I’m using the MultiEncoder to combine these:

 {'petal_length': {'clipInput': True,
                      'fieldname': 'petal_length',
                      'maxval': 6.9000000000000004,
                      'minval': 1.0,
                      'name': 'petal_length',
                      'resolution': 3,
                      'type': 'ScalarEncoder',
                      'w': 41},
     'petal_width': {'clipInput': True,
                     'fieldname': 'petal_width',
                     'maxval': 2.5,
                     'minval': 0.10000000000000001,
                     'name': 'petal_width',
                     'resolution': 3,
                     'type': 'ScalarEncoder',
                     'w': 41},
     'sepal_length': {'clipInput': True,
                      'fieldname': 'sepal_length',
                      'maxval': 7.9000000000000004,
                      'minval': 4.2999999999999998,
                      'name': 'sepal_length',
                      'resolution': 3,
                      'type': 'ScalarEncoder',
                      'w': 41}}

The resolution value is too high here. I’d recommend dropping the resolution entirely and adding 'n': 121 or similar. I’d also change w to be around 21. So something like this:

'petal_length': {'clipInput': True,
                      'fieldname': 'petal_length',
                      'maxval': 6.9000000000000004,
                      'minval': 1.0,
                      'name': 'petal_length',
                      'n': 121,
                      'type': 'ScalarEncoder',
                      'w': 21},

(and similar changes to the other two encoders as well)

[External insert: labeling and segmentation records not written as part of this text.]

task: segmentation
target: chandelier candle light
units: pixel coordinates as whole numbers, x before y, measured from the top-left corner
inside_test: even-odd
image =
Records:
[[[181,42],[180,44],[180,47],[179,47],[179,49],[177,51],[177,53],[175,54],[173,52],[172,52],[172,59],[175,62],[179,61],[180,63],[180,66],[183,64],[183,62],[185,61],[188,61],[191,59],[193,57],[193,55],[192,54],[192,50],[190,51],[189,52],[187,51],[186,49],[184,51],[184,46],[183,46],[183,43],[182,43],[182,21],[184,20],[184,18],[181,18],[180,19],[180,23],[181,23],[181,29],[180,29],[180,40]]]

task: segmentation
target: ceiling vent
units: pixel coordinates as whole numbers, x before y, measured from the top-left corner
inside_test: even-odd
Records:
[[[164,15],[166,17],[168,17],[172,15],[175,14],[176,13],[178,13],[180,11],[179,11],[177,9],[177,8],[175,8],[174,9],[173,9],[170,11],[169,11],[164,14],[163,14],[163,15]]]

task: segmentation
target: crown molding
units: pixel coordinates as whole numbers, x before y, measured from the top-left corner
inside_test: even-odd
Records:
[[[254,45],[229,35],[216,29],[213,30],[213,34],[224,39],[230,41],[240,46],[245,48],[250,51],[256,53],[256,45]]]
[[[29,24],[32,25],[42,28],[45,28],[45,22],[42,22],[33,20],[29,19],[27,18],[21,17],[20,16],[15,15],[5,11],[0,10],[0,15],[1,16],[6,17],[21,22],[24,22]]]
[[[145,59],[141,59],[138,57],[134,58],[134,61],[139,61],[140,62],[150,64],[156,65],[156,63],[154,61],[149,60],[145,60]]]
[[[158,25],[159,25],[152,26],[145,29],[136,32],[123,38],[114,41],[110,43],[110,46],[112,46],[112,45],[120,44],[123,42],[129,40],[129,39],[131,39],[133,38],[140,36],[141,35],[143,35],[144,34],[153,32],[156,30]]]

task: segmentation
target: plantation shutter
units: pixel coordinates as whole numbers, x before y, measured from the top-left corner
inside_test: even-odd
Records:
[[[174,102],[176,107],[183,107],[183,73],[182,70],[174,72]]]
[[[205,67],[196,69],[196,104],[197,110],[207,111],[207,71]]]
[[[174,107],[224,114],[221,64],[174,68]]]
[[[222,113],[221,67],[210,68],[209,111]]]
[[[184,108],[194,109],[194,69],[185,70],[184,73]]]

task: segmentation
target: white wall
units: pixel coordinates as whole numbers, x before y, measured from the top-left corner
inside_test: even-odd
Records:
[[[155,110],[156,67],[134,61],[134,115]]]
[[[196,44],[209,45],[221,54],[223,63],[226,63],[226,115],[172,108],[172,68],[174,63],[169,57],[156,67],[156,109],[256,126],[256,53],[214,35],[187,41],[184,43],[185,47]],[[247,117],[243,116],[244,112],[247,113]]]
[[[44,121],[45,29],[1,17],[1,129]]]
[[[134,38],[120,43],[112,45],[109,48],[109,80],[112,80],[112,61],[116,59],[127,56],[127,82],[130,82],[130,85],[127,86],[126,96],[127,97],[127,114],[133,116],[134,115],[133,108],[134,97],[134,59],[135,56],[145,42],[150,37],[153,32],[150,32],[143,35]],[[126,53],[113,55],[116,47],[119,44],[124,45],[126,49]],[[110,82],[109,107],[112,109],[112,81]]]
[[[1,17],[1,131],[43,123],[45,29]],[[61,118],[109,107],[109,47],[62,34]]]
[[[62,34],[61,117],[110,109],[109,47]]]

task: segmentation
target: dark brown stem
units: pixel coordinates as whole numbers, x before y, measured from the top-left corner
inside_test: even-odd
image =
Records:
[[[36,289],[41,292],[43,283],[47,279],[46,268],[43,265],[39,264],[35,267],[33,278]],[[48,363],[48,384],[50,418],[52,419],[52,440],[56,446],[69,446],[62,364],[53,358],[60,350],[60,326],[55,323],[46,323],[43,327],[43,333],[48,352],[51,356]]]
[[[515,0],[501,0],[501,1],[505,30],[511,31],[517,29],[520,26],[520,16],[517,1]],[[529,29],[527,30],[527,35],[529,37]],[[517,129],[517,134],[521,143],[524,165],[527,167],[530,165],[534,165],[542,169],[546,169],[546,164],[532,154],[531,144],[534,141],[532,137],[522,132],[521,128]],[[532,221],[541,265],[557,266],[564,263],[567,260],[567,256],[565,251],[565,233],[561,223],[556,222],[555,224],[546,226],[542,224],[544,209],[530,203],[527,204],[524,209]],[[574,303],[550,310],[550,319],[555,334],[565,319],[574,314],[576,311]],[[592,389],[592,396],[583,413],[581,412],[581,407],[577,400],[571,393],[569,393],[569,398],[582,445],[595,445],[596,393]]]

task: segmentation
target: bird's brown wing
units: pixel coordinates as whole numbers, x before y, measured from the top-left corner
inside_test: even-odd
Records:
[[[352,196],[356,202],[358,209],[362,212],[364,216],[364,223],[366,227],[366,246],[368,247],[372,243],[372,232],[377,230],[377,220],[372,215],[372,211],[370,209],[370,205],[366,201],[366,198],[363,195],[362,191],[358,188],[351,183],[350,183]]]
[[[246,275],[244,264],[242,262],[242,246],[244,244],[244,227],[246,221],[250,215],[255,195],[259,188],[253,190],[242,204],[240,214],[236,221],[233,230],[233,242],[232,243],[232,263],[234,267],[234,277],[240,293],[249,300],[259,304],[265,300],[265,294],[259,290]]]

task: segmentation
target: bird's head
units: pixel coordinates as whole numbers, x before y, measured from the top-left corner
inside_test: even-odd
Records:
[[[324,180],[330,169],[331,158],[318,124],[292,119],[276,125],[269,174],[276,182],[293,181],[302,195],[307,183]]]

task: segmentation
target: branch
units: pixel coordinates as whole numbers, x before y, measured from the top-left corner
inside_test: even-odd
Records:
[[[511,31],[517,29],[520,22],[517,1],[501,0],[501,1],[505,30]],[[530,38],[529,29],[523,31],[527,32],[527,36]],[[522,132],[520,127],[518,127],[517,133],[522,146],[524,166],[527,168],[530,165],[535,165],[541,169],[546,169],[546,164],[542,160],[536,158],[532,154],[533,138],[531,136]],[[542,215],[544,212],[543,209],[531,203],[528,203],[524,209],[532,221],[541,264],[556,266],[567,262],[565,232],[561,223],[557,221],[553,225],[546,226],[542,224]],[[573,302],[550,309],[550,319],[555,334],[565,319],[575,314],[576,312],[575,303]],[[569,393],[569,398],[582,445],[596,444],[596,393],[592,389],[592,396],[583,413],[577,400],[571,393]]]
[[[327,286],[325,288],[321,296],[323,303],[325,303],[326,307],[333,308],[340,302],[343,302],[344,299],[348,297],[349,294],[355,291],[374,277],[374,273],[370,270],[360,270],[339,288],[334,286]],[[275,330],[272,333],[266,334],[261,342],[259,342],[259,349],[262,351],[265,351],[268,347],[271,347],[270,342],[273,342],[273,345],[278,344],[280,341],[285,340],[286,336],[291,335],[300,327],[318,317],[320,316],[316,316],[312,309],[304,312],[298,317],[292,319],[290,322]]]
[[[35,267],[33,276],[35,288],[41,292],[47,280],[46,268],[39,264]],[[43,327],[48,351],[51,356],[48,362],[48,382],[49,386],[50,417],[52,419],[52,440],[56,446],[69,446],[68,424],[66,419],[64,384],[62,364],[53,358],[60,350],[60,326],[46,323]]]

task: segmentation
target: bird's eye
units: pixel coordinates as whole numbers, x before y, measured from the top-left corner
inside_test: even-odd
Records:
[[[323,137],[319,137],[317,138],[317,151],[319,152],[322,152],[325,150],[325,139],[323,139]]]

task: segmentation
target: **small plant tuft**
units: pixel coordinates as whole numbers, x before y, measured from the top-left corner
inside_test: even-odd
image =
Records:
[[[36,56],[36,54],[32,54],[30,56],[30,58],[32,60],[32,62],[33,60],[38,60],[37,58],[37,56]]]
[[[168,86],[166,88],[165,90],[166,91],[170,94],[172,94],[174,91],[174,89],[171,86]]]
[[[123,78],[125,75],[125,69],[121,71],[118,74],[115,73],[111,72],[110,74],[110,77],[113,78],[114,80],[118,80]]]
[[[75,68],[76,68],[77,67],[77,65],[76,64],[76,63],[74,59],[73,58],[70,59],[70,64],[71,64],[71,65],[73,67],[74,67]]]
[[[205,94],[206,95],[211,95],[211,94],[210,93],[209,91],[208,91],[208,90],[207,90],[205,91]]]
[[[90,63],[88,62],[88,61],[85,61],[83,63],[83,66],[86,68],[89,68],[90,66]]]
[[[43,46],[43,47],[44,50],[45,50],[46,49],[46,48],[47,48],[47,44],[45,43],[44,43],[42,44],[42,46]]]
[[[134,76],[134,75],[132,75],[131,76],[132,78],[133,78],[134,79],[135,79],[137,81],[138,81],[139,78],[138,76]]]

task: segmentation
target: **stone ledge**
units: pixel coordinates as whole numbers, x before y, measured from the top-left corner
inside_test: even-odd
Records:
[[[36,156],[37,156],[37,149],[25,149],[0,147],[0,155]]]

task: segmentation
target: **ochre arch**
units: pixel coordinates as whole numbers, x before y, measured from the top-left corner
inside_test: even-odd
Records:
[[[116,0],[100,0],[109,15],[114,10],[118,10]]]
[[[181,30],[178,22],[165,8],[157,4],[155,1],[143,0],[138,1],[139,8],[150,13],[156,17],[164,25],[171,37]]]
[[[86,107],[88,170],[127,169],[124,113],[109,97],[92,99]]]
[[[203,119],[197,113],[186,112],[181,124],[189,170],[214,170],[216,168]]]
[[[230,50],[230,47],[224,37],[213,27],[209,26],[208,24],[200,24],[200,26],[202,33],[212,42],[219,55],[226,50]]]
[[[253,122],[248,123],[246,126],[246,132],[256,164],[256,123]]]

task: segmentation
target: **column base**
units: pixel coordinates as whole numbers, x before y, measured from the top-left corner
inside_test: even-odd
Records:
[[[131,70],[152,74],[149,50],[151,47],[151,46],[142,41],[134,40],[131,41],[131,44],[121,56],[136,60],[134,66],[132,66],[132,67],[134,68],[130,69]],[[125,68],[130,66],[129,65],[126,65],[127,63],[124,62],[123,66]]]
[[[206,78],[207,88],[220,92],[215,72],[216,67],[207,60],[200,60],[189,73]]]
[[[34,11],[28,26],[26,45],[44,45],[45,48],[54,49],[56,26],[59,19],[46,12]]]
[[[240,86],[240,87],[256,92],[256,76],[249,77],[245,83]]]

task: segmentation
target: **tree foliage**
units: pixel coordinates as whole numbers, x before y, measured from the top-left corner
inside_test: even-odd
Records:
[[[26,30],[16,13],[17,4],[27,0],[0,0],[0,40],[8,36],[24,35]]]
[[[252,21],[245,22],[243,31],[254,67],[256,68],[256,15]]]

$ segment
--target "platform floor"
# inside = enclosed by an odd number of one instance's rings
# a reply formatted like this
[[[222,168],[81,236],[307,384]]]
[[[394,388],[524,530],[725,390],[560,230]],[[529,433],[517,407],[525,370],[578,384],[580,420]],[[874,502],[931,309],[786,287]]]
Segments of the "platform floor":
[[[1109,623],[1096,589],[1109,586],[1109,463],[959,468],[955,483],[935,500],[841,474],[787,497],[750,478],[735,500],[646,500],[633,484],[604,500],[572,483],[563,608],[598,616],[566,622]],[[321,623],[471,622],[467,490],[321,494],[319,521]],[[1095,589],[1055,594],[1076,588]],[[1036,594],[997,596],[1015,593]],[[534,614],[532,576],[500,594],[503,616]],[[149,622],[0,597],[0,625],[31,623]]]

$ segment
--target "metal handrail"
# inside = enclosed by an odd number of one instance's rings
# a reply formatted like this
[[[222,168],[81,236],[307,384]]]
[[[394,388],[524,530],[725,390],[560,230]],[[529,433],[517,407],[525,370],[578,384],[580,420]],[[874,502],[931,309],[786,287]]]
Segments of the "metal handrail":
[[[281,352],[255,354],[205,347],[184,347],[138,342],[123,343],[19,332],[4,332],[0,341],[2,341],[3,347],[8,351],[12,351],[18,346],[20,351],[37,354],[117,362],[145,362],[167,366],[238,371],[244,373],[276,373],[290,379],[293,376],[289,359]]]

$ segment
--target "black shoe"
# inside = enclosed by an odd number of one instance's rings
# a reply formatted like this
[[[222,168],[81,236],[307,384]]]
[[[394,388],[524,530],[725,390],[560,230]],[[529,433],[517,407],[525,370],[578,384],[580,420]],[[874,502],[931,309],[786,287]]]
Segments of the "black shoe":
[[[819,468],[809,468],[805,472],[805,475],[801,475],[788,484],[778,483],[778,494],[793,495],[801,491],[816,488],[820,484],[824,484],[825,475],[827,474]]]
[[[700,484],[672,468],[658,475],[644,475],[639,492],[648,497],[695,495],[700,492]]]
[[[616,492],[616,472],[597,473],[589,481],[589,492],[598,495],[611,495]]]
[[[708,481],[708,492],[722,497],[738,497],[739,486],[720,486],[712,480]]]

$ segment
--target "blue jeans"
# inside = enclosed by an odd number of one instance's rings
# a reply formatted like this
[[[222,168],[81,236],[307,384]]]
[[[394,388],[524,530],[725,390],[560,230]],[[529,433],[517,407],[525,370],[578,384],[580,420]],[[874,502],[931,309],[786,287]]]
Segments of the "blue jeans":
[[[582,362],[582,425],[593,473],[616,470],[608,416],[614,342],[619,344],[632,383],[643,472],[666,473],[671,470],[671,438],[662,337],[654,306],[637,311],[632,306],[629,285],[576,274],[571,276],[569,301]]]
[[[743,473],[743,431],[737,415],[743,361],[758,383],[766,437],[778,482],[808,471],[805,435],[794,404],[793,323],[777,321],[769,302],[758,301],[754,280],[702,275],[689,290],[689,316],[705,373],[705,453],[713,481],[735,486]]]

You can play with the value of n within a range of around 31 to 201 (assuming w=21 and min/max the same)

The way you have it right now, it chooses the number of total bits, n, based on the min, max, w, and resolution but it comes out too small with such a big resolution so encodings for the petal_length only have three possible values. Here is a sample encoding for petal_length with the parameters you listed:

array([1, 1, 1, 1, 1, 1, 1, 1, 1, 1, 1, 1, 1, 1, 1, 1, 1, 1, 1, 1, 1, 1, 1,
       1, 1, 1, 1, 1, 1, 1, 1, 1, 1, 1, 1, 1, 1, 1, 1, 1, 1, 0, 0], dtype=uint8)

I’m getting some really terrible results for this classifier, the data here is spatial, it’s not temporal at all, is this a bad classifier to use for something like this?

This classifier, or any similar, should work fine on your problem. Like most things in machine learning, any component not properly configured can ruin the results. When the encoder parameters were bad in your setup, for instance, it wouldn’t have mattered how much you tweaked the other parts, you would always get bad results. So you really need to validate each step in your setup to make sure they are performing correctly.

But you said the KNN classifier worked well for you so I’d recommend sticking with that (“if it ain’t broke…”). I am curious how that worked given the bad encoder parameters you had before but the bottom line is that if it worked well then I’d stick with it!